Communication Requirement

i. Provision for dedicated communication between CCATT and emplaning/receiving hospital. There is no compatibility between communication. At present we are relying on unsecure mobile communication with uncertain coverage.


Conclusion

The PTU is a step forward in the safe and speedy evacuation of casualties from remote geographical areas. The capability of onboard monitoring and cardiorespiratory support and intervention has permitted movement of casualties which could not be transported in earlier years.

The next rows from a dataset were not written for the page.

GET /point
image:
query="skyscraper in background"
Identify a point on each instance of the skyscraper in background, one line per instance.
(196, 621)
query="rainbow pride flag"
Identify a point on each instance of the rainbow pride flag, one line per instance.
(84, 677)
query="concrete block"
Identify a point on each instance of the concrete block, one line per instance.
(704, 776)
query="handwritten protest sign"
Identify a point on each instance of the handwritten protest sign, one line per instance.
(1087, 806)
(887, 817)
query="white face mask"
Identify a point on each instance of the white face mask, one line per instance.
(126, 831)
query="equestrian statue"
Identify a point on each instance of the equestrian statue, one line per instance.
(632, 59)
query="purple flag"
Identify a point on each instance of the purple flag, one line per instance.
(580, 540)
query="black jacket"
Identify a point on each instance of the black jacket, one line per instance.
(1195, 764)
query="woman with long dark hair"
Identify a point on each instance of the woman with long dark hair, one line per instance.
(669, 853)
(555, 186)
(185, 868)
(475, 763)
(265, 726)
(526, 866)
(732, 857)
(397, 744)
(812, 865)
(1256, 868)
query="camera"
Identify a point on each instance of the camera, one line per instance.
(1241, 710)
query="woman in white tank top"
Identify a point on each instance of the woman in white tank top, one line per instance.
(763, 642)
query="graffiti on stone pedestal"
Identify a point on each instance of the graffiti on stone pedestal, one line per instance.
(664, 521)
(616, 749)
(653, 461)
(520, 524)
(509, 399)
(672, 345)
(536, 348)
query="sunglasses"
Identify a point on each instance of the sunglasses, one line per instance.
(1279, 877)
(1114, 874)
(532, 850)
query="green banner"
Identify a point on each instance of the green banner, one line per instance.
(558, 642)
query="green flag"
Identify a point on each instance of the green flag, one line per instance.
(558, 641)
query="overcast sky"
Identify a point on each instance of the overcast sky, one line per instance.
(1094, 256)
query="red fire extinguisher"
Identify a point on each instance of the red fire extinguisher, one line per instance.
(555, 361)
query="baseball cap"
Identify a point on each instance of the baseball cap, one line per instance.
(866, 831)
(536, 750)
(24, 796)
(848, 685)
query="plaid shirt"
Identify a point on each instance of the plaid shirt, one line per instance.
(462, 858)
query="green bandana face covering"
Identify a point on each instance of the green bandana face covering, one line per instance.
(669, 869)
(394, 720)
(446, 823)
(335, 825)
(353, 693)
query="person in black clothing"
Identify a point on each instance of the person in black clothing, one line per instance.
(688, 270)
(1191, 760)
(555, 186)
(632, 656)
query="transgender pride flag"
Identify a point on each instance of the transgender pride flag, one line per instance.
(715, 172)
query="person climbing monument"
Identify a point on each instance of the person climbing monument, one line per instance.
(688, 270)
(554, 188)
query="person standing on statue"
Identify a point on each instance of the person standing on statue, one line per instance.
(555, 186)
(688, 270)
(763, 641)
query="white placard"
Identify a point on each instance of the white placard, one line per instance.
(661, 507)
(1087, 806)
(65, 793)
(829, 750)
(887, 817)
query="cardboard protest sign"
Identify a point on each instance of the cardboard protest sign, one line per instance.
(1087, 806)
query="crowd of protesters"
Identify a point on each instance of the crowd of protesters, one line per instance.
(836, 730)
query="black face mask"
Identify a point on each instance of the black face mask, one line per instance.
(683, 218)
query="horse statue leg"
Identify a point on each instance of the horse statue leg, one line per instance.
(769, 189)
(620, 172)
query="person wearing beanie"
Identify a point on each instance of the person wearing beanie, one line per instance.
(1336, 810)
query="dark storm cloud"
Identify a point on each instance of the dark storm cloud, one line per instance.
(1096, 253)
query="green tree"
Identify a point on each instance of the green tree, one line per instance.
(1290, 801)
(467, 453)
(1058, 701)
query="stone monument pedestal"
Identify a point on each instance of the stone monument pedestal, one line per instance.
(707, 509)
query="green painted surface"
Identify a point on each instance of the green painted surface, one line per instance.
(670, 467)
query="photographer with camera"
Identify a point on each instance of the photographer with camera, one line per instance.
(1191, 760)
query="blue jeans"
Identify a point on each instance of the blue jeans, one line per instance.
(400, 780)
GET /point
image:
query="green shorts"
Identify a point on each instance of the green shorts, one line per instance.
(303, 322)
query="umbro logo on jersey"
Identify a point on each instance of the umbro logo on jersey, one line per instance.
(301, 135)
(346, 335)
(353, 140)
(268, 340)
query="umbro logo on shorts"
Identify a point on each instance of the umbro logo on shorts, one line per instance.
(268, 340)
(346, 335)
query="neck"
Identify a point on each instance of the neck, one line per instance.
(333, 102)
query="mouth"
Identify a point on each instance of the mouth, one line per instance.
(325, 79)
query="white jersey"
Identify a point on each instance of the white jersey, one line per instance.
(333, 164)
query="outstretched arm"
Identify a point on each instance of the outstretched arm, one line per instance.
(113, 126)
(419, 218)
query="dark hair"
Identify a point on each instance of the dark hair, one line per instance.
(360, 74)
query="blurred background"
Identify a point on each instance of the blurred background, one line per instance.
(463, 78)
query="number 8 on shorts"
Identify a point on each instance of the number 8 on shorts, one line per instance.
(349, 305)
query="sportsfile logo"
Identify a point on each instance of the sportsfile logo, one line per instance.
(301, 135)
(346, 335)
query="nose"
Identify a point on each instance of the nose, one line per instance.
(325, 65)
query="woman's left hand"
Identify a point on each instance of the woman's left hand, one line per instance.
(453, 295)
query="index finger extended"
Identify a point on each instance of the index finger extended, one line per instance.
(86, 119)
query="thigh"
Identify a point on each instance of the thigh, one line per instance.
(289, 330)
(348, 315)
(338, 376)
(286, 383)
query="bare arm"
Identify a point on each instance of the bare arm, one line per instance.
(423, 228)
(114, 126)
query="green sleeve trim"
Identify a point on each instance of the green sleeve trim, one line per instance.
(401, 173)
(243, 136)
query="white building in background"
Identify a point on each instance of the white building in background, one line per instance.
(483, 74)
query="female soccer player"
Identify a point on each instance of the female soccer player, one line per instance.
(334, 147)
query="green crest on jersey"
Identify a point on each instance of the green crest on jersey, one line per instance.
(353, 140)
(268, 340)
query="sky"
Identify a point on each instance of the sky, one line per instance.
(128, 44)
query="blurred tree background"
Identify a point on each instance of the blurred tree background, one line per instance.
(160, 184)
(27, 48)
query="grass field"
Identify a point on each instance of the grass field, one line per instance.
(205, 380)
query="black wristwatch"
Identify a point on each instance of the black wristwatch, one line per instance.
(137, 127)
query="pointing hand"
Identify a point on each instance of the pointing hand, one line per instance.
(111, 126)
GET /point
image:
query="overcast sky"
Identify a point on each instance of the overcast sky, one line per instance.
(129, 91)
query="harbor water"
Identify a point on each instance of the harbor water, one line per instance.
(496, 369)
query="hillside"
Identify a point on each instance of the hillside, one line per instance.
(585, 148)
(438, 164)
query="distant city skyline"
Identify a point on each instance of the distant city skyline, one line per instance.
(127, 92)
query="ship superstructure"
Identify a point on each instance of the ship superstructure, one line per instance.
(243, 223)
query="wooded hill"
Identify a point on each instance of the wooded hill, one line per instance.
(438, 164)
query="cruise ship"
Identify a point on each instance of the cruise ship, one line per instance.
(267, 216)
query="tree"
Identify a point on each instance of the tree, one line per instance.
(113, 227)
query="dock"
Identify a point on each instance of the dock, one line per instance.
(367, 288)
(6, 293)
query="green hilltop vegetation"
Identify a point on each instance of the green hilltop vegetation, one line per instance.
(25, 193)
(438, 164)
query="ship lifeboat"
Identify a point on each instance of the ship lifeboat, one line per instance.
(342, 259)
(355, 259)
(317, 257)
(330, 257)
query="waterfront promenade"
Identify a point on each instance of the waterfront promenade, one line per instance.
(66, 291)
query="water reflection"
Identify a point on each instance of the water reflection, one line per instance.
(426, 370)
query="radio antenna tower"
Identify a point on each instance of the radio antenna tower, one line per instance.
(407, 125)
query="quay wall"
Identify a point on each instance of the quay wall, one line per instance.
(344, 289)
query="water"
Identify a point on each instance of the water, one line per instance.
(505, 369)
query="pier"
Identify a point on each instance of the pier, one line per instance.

The experience gained over the years can be utilized to overcome the limitations and short comings encountered and enhance professional and administrative capabilities of the unit. The objective would be to allow further interventions while airborne and ensure that all casualties can be safely transported to the appropriate Tertiary care facilities.


References

  1. Haller JS. Battlefield medicine: a history of the military ambulance from the Napoleonic Wars through World War I. SIU Press; 2011 Mar 29.
  2. Iserson KV, Moskop JC. Triage in medicine, part I: concept, history, and types. Ann Emerg Med. 2007 Mar;49(3):275-81. PubMed PMID: 17141139.
  3. Pierce PF, Evers KG. Global presence: USAF aeromedical evacuation and critical care air transport. Crit Care Nurs Clin North Am. 2003 Jun;15(2):221-31. PubMed PMID: 12755188.
  4. Transporting Your Patient Guidelines for Organizing and Preparing Patients for Transfer by Air. Royal Flying Doctor Service of Australia Western Operations. 2009. Version: 1.7.
  5. Command AM. Pamphlet 11–303. Access to the aeromedical evacuation system. Washington, DC: Department of the Air Force. 2000 Nov;3.
  6. Force UA. Instruction 41-307. Aeromedical evacuation patient considerations and standards of care. Washington, DC: Department of the Air Force. 2003 Aug;20.
  7. Erich Roedig, Brig. Gen. Ret. MD, CFS. Aeromedical Evacuation. 2006;157-06.